14 Aralık 2014 Pazar

Duraktaki Kıza Mektup













Seni her sabah durakta görüyorum. Saat 7’ye varken birazcık. Sen de biniyorsun 50 numaraya ben de çünkü depolamanın ordan geçiyor otobüslerimiz aktarma şart. Şimdi oraya kadar kim yürüyecek.

Tenin beyaz yüzün tertemiz. Allah seni diğer insanlardan farklı yaratmış belli. Dudakların küçük ve her an kendini göstermekten geri durmayan gamzelerin var. Gamzelerin çok derin. Ki bazen düşüyorum içine saatler sonra kurtarabiliyorum kendimi. Benim küçük güzel hayallerime ev sahipliği yapıyor gamzelerin. Pek rüya görmem ben. Rüyalarıma başrol oyuncusu yapıyor gamzelerin seni. Kaprissiz ve sıcakkanlısın ve üzerinde beyaz bir bluz var. Siyah küçük notaları simgeleyen küpelerin çok güzel. Sen ne giysen ben ona tapıyorum bazen. Hiç sevmesem bile. Sen giydiğin için güzelleşiyor gözümde. İnsan sevince böyle oluyor yavrucum. Kendinden tavizler veriyor. Şu kelebek meselesi gerçek. Midesinde bir hafiflik ve her an uçma hissi oluşuyor. Buna bizzat şahit oluyorum seninle birlikte. Bir de suratımda salak bir gülümseme oluyor. Senin yanında nedense oluyor.

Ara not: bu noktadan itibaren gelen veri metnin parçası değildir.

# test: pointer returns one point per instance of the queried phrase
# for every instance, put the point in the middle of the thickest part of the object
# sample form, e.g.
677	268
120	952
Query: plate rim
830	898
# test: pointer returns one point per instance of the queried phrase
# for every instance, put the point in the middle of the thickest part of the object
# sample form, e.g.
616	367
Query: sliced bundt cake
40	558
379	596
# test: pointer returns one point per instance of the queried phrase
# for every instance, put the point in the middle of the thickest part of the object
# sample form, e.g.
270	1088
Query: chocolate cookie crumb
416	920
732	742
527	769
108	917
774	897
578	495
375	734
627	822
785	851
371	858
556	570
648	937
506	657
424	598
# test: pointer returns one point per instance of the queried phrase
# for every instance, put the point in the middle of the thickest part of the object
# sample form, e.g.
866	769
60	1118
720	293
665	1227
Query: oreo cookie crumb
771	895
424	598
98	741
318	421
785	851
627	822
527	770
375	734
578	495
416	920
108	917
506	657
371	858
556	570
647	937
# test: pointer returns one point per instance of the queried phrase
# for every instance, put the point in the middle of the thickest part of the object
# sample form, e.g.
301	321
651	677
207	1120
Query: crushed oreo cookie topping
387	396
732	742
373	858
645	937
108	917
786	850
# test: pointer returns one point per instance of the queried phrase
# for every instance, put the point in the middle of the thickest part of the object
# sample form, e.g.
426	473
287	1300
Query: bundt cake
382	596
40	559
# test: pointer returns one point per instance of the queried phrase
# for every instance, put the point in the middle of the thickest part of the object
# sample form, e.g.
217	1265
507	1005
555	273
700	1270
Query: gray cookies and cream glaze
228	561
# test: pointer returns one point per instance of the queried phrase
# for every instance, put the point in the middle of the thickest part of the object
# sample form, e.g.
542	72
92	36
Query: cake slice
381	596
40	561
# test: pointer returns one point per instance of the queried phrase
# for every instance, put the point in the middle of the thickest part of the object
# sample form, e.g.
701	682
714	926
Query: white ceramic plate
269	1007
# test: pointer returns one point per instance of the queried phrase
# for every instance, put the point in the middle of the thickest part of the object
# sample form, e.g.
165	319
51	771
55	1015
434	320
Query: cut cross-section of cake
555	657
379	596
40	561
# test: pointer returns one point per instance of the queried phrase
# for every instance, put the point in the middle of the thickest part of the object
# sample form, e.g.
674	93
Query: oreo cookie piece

Ben pek konuşamam. Yani iki kelimey bir araya getiremem karşında. Ha otur bir şeyler yaz de benim için, saatlerce yazarım ama bunu sesli ifade ederken kelimeler bir gemici düğümü gibi düğümlenir kalır boğazımda. Sen de farklı şeyler var. İçime doğuyor. Seni görünce günahlarım kalmamış gibi bir şey oluyor içimde sanki sen bir meleksin ve her karşıma çıktığında gülerek benim bütün kötülüklerimi alıyorsun. Benim ağzım bozuk biraz. Ama mevzu bahis sen olunca yani aklımın bir köşesine azcık gelsen terbiye ediyorum nefsimi. Sus diyorum kendime ne yapıyorsun küfür hiç yakışıyor mu senin gibi bir adama. Kendimi telkin edip duruyorum.

Bir gün açılsam sana aslında gerisi gelir diye düşünüyorum. Merhaba desem mesela. Her gün seninle bu durakta karşılaşıyoruz ne garip değil mi gibilerinden bir şey söylesem tamam olucak belki ama ah o kelimeleri bir araya getirebilme cesareti nerde bende. Yani bir gün içsem iyi bir içsem ve geçip karşına söylesem açılsam seviyorum seni yavrucum desem boşalacak içim ama öyle de olmaz ki. İçip karşına çıkarsam sen de ilk bıraktığım intiba ne olacak. Zor durumdayım. Ya bak şunu biliyorum. Sana açılırsam hiç bir şey kaybetmeyeceğim. Ama bu riski alamıyor insan. Diyorum ya zor. Hele benim gibi özgüvenini yitirmiş birisi için çok daha zor.

Şuna dikkat ediyorum her otobüse bindiğimizde. Elinde yüzük var mı. O kadar da düşünüyorum hani. Yani bir sevgilin bir sözlün nişanlın her neyse artık öyle birisi varsa hiç hayal mayalde kurmayacağım. Serde insanların mutlu olması için yaşıyorum sonuçta. Öyle bir adam olmasın ama varsa bile ve sen bu adamla mutluysan bana hiç bir şey demek düşmez. Yani zaten ben kimim ki. Her sabah otobüse bindiğinde  karşılaştığın bir adam. Daha fazlası değil.

Neyse yavrucum. Güzel gözlerin Allah’ın ve benim zaafım oluyor. Sana bakamıyorum bazen. Yitiriyorum kendimi durağın öteki köşesinde. Ve sen bihabersin benden. Sıkıştıracağım filan da yok. Belki de böylesi iyi. Sana iyi yolculuklar güzel gözlü melek.